Ainsi plusieurs villes africaines ont-elles donné son nom à l’une de leurs rues ou avenues. C’est le cas notamment de Porto Novo (Bénin), Lomé (Togo), Ouagadougou et Bobo-Dioulasso (Burkina Faso), Bamako et Gao (Mali). Le mouvement ne se limite pas à l’Afrique subsaharienne. Alors que Sousse, en Tunisie, possédait déjà une avenue Senghor, un square Senghor a été inauguré en mars 2006 à Chisinau, en Moldavie, puis des places Senghor à Montréal et à Bucarest en avril et septembre. En novembre, Port-Vila, capitale du Vanuatu, l’ancien condominium franco-britannique des Nouvelles-Hébrides, s’enrichissait à son tour d’un boulevard Senghor.

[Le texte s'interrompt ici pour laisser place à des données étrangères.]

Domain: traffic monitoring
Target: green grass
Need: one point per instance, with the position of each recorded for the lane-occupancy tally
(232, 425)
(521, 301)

En France, et sans chercher à être exhaustif, on relève qu’il existait déjà une rue Senghor à Kourou, en Guyane, d’où partent les fusées Ariane. Plusieurs villes ont franchi le pas cette année. À commencer par Paris, dont les édiles ont choisi un lieu proche de l’Académie française, institution qui avait accueilli l’auteur d’Hosties noires et de Chants d’ombre en 1984. Le 9 octobre, jour anniversaire de la naissance de l’ancien président, la passerelle Solférino réunissant le musée d’Orsay au palais des Tuileries a été officiellement rebaptisée Léopold-Sédar-Senghor. En juin, c’est Évry, chef-lieu de l’Essonne, au sud de Paris, qui s’était dotée d’une rue Senghor. Non loin de là, à Saint-Maur-des-Fossés, coquette cité nichée dans une boucle de la Marne où, après Tours, le jeune agrégé de grammaire enseigna au lycée Marcelin-Berthelot entre 1938 et 1940 puis de 1942 à 1944, une avenue Senghor a vu le jour dans un nouvel ensemble immobilier qui fait face à l’hôtel de ville. Sur la plaque figure ce verset du poème « Le retour de l’enfant prodigue » (Chants d’ombre) : « J’ai rêvé d’un monde de soleil dans la fraternité de mes frères aux yeux bleus. »
Les établissements scolaires ne sont pas en reste. Pour ce qui est de la France, on a relevé deux lycées Léopold-Sédar-Senghor, l’un à Magnanville, près de Mantes (Yvelines), l’autre à Évreux, dans l’Eure, ainsi que trois collèges du même nom : à Corbeil (Essonne), à Ifs (Calvados) ainsi qu’à Corneny (Aisne). En Guinée, c’est le plus grand établissement scolaire du pays, le lycée Ymbaya de Conakry (9 000 élèves), qui a été rebaptisé Senghor en décembre dernier.
Du côté des centres culturels, les espaces dédiés à l’écrivain sénégalais ne se comptent plus. Parmi eux, la nouvelle bibliothèque-médiathèque du Havre, importante ville de l’ouest de la France, ouverte en septembre dernier. On rappellera aussi que l’université francophone d’Alexandrie, ouverte en 1990, s’appelle Senghor. À Dakar, où l’université a reçu le nom de Cheikh Anta Diop, l’autre grande figure culturelle du Sénégal, Senghor n’a en revanche droit qu’à un amphithéâtre
Mais les Sénégalais n’avaient pas attendu le centenaire de la naissance de leur ancien président pour honorer sa mémoire. L’une des plus grandes artères de la capitale, l’ancienne avenue Roume (un gouverneur général de l’Afrique-Occidentale française), qui passe devant le palais de la République, portait déjà son patronyme. De même que, depuis 1996, l’aéroport de Yoff (toponyme du village près duquel il a été construit). Les Français ont suivi le mouvement en transformant leur centre culturel en Institut français L.-S.-Senghor. Thiès, situé à environ 70 km de Dakar, ne pouvait ignorer celui qui fut son premier maire : le boulevard principal et le centre communal portent son nom.
Enfin, s’il fallait attribuer une palme de la « senghoritude », c’est probablement Verson, à la périphérie de Caen, qui se la verrait décerner. Cette petite ville normande où le poète-président a vécu ses dernières années compte à la fois une place, une rue et un espace culturel qui perpétuent son souvenir.